SAN DIEGO (KGTV) - San Diego City Council Tuesday night unanimously passed the location of a high-pressure underground pipeline to move sewage from San Diego's Morena treatment plant to a facility in Miramar.
The City Council proposed constructing the pipe under a hilly route beneath some of the busiest intersections in Clairemont and University City.
City Councilmember David Alvarez issued the following statement after the vote:
“Today’s approval of the Pure Water Program’s North City Project is important for the future of San Diego drinking water and is an excellent long-term investment and solution for addressing the City's water needs. Pure Water will give us more control over the water our residents need and make the City less vulnerable to the rising costs of imported water. Additionally, Pure Water will reduce ocean pollution, and makes San Diego more resilient against climate impacts.”
Some residents pushed back against the city's proposal, saying the line would have the potential to spew raw sewage into their communities.
University City resident Ruth DeSantis added that neighbors are concerned over traffic, noise, property values, and even smells seeping out of vents.
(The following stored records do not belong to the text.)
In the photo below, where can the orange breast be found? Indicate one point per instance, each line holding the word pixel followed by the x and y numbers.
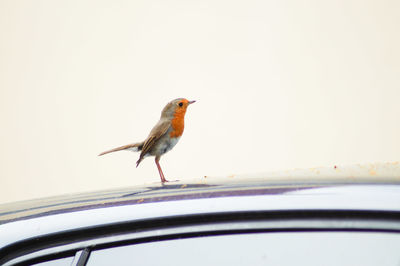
pixel 178 124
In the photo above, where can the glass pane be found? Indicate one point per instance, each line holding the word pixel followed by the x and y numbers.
pixel 59 262
pixel 311 248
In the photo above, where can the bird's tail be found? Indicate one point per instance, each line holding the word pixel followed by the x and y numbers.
pixel 132 147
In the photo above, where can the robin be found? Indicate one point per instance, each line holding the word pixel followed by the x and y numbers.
pixel 164 135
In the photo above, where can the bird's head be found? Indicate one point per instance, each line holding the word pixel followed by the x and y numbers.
pixel 176 107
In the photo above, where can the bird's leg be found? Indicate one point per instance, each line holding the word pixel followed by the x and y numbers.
pixel 159 170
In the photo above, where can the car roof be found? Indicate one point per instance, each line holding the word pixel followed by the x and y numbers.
pixel 182 190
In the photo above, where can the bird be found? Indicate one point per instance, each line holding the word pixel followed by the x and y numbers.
pixel 164 135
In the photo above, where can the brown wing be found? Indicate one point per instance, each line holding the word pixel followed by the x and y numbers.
pixel 134 147
pixel 160 129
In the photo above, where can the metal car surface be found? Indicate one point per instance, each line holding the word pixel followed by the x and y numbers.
pixel 76 225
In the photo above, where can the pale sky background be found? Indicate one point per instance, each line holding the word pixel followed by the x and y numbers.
pixel 279 85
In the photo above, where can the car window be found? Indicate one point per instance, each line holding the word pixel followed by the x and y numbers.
pixel 307 248
pixel 58 262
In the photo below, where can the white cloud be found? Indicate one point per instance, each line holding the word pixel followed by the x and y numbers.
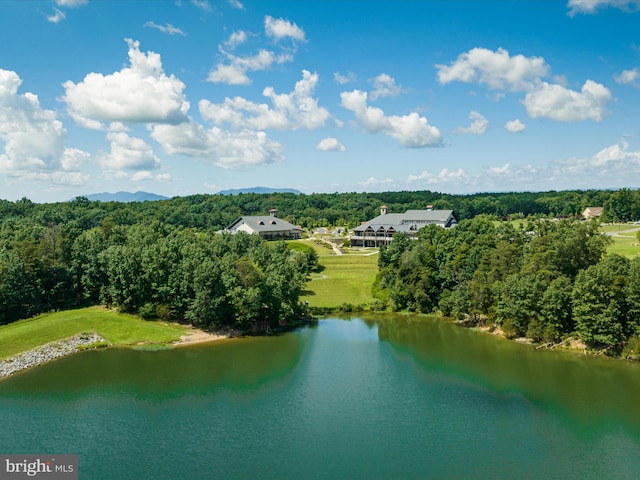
pixel 71 3
pixel 166 28
pixel 21 121
pixel 202 4
pixel 410 130
pixel 592 6
pixel 478 125
pixel 292 111
pixel 343 79
pixel 559 103
pixel 330 144
pixel 629 77
pixel 515 126
pixel 613 160
pixel 498 70
pixel 222 148
pixel 128 153
pixel 140 93
pixel 236 38
pixel 145 175
pixel 237 4
pixel 280 28
pixel 57 16
pixel 443 177
pixel 235 72
pixel 385 86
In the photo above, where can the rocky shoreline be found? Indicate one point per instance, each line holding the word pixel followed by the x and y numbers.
pixel 48 352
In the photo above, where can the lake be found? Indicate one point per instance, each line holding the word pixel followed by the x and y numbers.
pixel 390 396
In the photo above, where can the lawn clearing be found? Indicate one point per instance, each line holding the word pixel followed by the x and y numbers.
pixel 116 328
pixel 344 279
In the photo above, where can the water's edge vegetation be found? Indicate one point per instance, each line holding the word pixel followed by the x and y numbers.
pixel 548 281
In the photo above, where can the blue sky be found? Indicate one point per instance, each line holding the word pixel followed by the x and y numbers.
pixel 196 96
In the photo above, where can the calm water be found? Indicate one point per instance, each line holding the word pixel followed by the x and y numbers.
pixel 391 397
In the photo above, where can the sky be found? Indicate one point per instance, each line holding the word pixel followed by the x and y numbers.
pixel 196 96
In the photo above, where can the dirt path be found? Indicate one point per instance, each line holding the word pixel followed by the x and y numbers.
pixel 198 336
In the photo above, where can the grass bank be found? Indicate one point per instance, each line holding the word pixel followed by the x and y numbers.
pixel 116 328
pixel 344 278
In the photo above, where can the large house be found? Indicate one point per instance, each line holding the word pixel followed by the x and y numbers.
pixel 269 227
pixel 592 212
pixel 380 230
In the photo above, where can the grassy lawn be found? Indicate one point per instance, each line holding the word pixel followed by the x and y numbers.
pixel 116 328
pixel 345 278
pixel 625 242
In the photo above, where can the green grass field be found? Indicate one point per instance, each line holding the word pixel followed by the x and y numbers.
pixel 344 279
pixel 625 242
pixel 117 329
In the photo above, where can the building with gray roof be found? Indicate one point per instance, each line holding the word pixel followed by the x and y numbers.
pixel 380 230
pixel 269 227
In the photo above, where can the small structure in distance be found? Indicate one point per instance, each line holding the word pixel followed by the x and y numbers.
pixel 269 227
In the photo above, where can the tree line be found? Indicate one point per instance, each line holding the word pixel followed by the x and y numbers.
pixel 152 269
pixel 321 209
pixel 544 280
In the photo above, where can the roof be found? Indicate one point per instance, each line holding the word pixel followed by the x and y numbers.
pixel 402 222
pixel 263 223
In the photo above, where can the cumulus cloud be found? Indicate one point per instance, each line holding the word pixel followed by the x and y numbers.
pixel 235 72
pixel 614 160
pixel 166 28
pixel 629 77
pixel 343 79
pixel 279 28
pixel 410 130
pixel 592 6
pixel 57 16
pixel 71 3
pixel 236 38
pixel 224 149
pixel 385 86
pixel 233 69
pixel 292 111
pixel 515 126
pixel 330 144
pixel 202 4
pixel 237 4
pixel 497 70
pixel 560 103
pixel 140 93
pixel 479 124
pixel 443 177
pixel 128 153
pixel 22 120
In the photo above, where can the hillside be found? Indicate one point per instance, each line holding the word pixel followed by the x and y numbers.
pixel 125 197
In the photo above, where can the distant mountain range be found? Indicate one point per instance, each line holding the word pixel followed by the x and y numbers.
pixel 236 191
pixel 124 197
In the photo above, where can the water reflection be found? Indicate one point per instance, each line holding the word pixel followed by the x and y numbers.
pixel 227 365
pixel 587 389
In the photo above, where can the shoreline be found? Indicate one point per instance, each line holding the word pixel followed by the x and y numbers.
pixel 49 352
pixel 196 336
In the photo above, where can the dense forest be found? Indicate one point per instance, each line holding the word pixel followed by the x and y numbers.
pixel 165 259
pixel 546 280
pixel 152 269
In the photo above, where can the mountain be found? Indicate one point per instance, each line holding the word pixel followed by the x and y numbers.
pixel 261 190
pixel 124 197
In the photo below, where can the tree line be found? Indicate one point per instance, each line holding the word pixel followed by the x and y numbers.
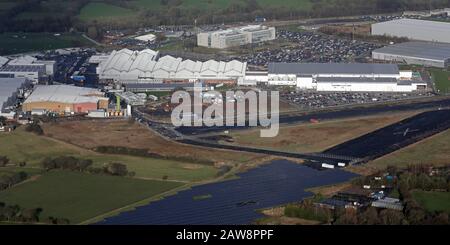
pixel 176 13
pixel 15 213
pixel 85 165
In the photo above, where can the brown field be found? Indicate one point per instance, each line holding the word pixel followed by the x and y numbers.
pixel 91 134
pixel 317 137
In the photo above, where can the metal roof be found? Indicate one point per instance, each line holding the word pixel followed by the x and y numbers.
pixel 158 85
pixel 3 60
pixel 64 94
pixel 422 50
pixel 8 86
pixel 145 64
pixel 40 68
pixel 357 79
pixel 332 68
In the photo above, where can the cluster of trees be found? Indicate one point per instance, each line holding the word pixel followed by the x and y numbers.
pixel 66 163
pixel 8 180
pixel 84 165
pixel 178 14
pixel 34 128
pixel 15 213
pixel 307 210
pixel 145 153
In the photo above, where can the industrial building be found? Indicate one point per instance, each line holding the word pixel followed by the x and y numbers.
pixel 421 30
pixel 236 36
pixel 3 61
pixel 11 90
pixel 126 66
pixel 418 53
pixel 152 87
pixel 28 67
pixel 340 77
pixel 65 99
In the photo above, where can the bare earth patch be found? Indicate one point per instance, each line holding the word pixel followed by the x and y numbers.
pixel 317 137
pixel 94 133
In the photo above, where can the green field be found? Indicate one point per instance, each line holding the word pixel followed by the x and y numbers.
pixel 104 11
pixel 23 146
pixel 11 43
pixel 434 150
pixel 78 196
pixel 433 201
pixel 441 79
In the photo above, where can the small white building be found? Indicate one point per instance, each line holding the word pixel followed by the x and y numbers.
pixel 236 36
pixel 341 77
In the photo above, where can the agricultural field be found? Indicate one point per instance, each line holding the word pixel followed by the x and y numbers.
pixel 78 197
pixel 103 11
pixel 91 134
pixel 434 150
pixel 441 79
pixel 11 43
pixel 21 146
pixel 433 201
pixel 317 137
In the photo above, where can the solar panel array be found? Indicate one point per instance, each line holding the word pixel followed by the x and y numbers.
pixel 234 201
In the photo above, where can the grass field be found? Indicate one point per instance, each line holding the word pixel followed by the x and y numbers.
pixel 104 11
pixel 433 201
pixel 317 137
pixel 434 150
pixel 22 146
pixel 11 43
pixel 101 11
pixel 78 196
pixel 91 134
pixel 441 79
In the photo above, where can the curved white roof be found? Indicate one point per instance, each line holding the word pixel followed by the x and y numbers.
pixel 126 65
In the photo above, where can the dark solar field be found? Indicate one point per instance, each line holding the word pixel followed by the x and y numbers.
pixel 395 136
pixel 234 201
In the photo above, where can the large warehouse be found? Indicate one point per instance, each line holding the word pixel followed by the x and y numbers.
pixel 10 91
pixel 236 36
pixel 418 53
pixel 126 66
pixel 28 67
pixel 343 77
pixel 421 30
pixel 65 99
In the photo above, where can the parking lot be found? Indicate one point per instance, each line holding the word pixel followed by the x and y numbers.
pixel 312 47
pixel 314 100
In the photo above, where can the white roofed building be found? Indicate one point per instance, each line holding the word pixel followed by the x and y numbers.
pixel 127 66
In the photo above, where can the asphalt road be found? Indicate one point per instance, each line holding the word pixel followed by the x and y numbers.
pixel 345 113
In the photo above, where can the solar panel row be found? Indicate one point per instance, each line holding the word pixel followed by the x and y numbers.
pixel 234 201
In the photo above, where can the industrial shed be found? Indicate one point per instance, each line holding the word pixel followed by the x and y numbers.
pixel 127 66
pixel 10 90
pixel 418 53
pixel 65 99
pixel 340 77
pixel 422 30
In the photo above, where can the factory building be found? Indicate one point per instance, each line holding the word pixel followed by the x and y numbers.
pixel 11 90
pixel 417 53
pixel 421 30
pixel 65 99
pixel 127 66
pixel 28 67
pixel 340 77
pixel 236 36
pixel 3 61
pixel 152 87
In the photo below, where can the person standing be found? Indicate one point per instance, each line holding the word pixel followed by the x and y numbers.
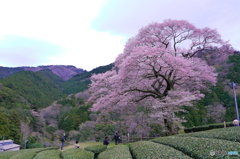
pixel 105 141
pixel 116 138
pixel 63 139
pixel 76 144
pixel 235 122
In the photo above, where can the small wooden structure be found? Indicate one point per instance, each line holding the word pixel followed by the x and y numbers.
pixel 8 145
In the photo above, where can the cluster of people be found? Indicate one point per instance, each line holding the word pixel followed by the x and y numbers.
pixel 63 139
pixel 235 122
pixel 116 138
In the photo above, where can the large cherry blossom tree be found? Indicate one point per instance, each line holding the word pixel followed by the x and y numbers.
pixel 159 69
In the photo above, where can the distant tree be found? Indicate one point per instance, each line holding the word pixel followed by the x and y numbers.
pixel 159 69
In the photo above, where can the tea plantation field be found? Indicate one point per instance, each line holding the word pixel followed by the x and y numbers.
pixel 217 143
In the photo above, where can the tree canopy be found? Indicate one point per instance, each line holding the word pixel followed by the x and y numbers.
pixel 159 69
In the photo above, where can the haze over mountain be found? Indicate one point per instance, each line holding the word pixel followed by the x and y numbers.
pixel 64 71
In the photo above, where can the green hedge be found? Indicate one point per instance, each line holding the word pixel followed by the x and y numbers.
pixel 28 153
pixel 200 148
pixel 230 133
pixel 116 152
pixel 207 127
pixel 147 149
pixel 77 153
pixel 96 149
pixel 48 154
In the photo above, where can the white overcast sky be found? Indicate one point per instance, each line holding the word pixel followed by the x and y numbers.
pixel 91 33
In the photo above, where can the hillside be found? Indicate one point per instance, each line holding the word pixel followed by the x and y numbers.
pixel 63 71
pixel 83 80
pixel 34 87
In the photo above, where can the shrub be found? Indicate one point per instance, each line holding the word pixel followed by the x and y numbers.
pixel 51 154
pixel 28 153
pixel 147 149
pixel 96 148
pixel 207 127
pixel 117 152
pixel 200 147
pixel 231 134
pixel 77 154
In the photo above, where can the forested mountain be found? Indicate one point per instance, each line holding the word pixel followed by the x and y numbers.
pixel 63 71
pixel 26 98
pixel 36 88
pixel 25 90
pixel 83 80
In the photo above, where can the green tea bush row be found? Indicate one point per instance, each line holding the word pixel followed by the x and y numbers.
pixel 207 127
pixel 48 154
pixel 7 154
pixel 27 153
pixel 231 134
pixel 96 149
pixel 77 153
pixel 116 152
pixel 200 147
pixel 147 149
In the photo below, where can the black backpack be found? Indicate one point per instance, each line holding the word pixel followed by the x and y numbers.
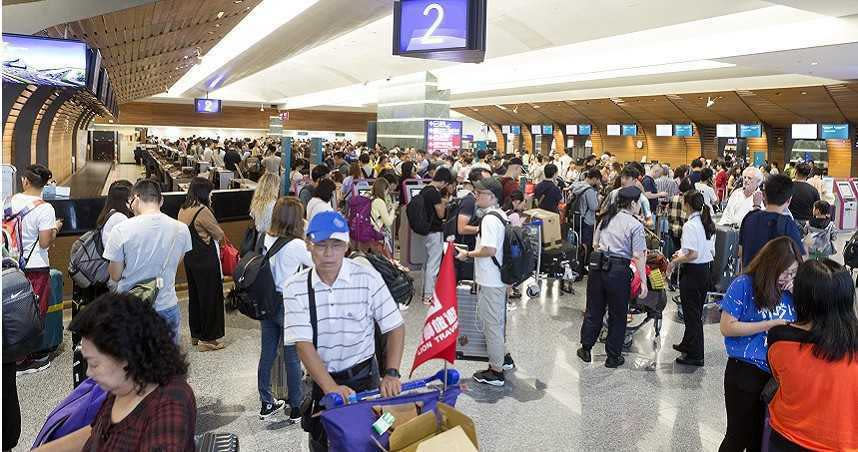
pixel 519 252
pixel 418 220
pixel 850 252
pixel 255 294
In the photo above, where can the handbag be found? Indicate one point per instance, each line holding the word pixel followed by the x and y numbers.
pixel 228 257
pixel 147 290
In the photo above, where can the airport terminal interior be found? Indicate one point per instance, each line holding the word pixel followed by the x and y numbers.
pixel 535 200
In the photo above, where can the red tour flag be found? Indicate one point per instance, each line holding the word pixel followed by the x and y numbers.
pixel 441 329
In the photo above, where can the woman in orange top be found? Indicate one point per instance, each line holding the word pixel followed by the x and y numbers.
pixel 815 362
There's a middle school, park, and hundreds of homes nearby.
The City says it took various measures to minimize health and safety hazards, although some impacts like noise and traffic are unavoidable during construction.
San Diego spokesman Jerry McCormick added that sewage geysers would not be possible under the pipeline system.
Community groups in University City are now teaming up with those in Clairemont to fight the project.
The city is aiming to have about a third of its water supply be reclaimed water by 2035. That would help combat shortages and price increases.